In the early 19th century, 6-year-old Henry Wellington is traveling from England to the United States with his father and older brother, James, on a merchant ship when pirates besiege the vessel. Capt. Bloodstone kills Henry’s father but takes Henry, believing the hawk-shaped birthmark on Henry’s chest makes him “marked by the gods.” James, meanwhile, is saved from the fiery wreckage by the passing USS Enterprise. Henry, now called Hawk, remembers little about his family and grows into a skilled and formidable pirate, but when the teenager meets and falls in love with Anna, a young prostitute, he considers leaving behind the only life he’s really known. Abandoning the pirate life isn’t so easy, however, especially when the quartermaster, aptly named Diablo, is envious of the crew’s admiration of Hawk and would rather see the boy dead than be Bloodstone’s successor, and the U.S. Navy’s New Orleans Squadron, including Lt.

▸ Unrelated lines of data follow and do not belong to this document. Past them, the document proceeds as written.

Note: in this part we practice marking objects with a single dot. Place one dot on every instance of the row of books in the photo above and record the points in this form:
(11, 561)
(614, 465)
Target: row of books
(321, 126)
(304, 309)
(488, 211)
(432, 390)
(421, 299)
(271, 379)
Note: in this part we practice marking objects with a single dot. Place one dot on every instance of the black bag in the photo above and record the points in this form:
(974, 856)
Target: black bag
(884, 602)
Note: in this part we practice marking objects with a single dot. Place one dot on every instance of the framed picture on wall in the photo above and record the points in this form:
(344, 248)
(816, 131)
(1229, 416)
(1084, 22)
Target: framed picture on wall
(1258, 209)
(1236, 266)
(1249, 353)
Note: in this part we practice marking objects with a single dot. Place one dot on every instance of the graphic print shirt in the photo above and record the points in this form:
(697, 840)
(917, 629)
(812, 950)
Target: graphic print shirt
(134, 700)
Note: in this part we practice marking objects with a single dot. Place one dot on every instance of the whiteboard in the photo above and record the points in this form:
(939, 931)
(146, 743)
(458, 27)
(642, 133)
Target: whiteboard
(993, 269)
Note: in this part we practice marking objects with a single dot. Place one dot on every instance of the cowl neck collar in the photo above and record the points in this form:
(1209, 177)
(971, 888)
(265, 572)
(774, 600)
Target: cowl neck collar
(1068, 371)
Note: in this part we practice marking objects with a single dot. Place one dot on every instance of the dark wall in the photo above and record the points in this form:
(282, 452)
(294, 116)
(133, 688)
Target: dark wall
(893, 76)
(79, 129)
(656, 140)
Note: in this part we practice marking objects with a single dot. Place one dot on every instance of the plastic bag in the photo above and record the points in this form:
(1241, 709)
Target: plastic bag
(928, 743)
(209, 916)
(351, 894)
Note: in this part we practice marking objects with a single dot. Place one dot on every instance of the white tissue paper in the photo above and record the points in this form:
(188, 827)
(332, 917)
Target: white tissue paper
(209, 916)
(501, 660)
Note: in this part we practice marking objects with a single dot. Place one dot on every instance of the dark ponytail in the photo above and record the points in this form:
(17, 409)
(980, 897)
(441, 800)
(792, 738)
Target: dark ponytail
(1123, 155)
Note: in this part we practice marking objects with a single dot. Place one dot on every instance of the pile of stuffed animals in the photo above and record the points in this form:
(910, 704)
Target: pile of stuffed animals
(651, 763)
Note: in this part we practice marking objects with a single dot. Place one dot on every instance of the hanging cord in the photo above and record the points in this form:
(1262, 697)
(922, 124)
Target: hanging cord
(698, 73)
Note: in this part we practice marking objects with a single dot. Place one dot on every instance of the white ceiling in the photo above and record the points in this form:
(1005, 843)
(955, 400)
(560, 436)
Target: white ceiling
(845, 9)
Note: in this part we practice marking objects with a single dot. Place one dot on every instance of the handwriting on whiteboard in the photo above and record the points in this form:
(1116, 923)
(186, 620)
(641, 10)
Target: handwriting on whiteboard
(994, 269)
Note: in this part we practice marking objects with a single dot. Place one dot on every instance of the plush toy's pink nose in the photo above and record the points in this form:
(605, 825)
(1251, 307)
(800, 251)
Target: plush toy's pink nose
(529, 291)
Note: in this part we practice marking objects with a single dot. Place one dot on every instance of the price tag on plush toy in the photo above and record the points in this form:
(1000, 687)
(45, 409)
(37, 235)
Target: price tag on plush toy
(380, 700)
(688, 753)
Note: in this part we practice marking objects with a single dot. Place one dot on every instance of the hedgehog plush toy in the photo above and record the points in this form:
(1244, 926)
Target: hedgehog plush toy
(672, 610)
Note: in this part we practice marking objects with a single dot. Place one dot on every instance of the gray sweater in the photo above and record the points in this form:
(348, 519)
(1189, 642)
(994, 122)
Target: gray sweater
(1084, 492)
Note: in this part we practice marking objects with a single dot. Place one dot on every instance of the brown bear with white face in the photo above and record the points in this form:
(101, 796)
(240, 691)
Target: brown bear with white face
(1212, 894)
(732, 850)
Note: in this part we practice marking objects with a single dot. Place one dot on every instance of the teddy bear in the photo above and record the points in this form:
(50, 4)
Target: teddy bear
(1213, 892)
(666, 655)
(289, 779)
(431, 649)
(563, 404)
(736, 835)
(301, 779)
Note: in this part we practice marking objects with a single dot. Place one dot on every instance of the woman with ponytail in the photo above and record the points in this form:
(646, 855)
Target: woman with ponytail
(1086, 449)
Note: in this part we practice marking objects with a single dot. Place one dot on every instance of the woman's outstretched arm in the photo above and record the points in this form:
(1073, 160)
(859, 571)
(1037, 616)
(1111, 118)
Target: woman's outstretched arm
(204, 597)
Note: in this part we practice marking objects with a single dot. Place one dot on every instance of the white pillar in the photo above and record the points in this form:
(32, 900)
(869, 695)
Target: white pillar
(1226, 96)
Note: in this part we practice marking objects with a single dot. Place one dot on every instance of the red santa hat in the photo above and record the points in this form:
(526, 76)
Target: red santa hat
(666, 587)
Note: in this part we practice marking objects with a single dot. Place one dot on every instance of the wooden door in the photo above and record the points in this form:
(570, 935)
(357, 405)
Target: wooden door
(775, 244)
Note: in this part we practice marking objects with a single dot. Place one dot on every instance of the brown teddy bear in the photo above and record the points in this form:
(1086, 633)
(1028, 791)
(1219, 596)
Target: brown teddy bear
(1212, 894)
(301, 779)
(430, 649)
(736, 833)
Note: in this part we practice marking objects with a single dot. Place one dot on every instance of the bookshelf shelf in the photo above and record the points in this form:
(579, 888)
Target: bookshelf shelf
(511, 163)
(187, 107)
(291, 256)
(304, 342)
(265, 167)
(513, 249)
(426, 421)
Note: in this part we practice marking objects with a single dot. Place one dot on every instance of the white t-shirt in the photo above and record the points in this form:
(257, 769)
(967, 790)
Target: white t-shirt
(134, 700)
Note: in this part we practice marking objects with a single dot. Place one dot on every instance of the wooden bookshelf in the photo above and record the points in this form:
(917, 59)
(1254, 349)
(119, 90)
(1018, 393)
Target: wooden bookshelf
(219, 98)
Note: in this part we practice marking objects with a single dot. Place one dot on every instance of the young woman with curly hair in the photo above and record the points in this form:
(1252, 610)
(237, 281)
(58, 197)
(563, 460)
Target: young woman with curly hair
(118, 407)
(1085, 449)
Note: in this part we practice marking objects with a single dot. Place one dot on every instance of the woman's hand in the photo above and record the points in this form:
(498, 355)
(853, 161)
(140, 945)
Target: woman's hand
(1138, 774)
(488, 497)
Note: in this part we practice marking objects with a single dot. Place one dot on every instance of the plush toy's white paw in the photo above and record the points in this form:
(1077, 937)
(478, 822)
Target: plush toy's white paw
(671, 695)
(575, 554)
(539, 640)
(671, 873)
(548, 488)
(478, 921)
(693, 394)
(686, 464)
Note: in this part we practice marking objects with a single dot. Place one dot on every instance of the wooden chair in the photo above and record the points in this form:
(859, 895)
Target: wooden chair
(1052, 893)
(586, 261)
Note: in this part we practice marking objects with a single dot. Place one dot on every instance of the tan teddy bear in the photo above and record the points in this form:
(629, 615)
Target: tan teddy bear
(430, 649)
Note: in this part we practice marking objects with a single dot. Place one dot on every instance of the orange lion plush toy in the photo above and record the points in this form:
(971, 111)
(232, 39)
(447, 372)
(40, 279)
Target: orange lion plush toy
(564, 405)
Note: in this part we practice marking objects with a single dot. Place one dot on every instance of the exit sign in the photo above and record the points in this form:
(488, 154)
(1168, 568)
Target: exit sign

James Wellington, who presumes his brother is dead, has been established specifically for hunting pirates. The book doesn’t skimp on the hallmarks that pirate fans look for—there are plenty of eye-patches, peg legs and the occasional “Arrr!” But pitting the two estranged brothers against each other adds substantial depth, particularly since Henry’s birthmark is so discernible and makes the scene in which James recognizes him almost inevitable. There’s also an effective mingling of the notions of good and bad; Henry and other pirates, like his friend Wesley, the cook, look squeaky clean next to Bloodstone and Diablo, who are far more bloodthirsty, while James’ relentless pursuit of pirates recalls Bloodstone’s attack in the beginning, as the Squadron kills men and leaves ships in flames. Henry and Anna are smitten rather quickly, but their burgeoning relationship opens the door for a much more riveting quandary, as Henry must decide between his love for his woman or his love of the sea. The story has its slower moments, most notably with the young couple, but lovers of the genre will be appeased with copious action scenes featuring guns, swords, duels and cannon fire.
Nails the traits of a classic pirate tale, with romance and family melodrama to hold the story together.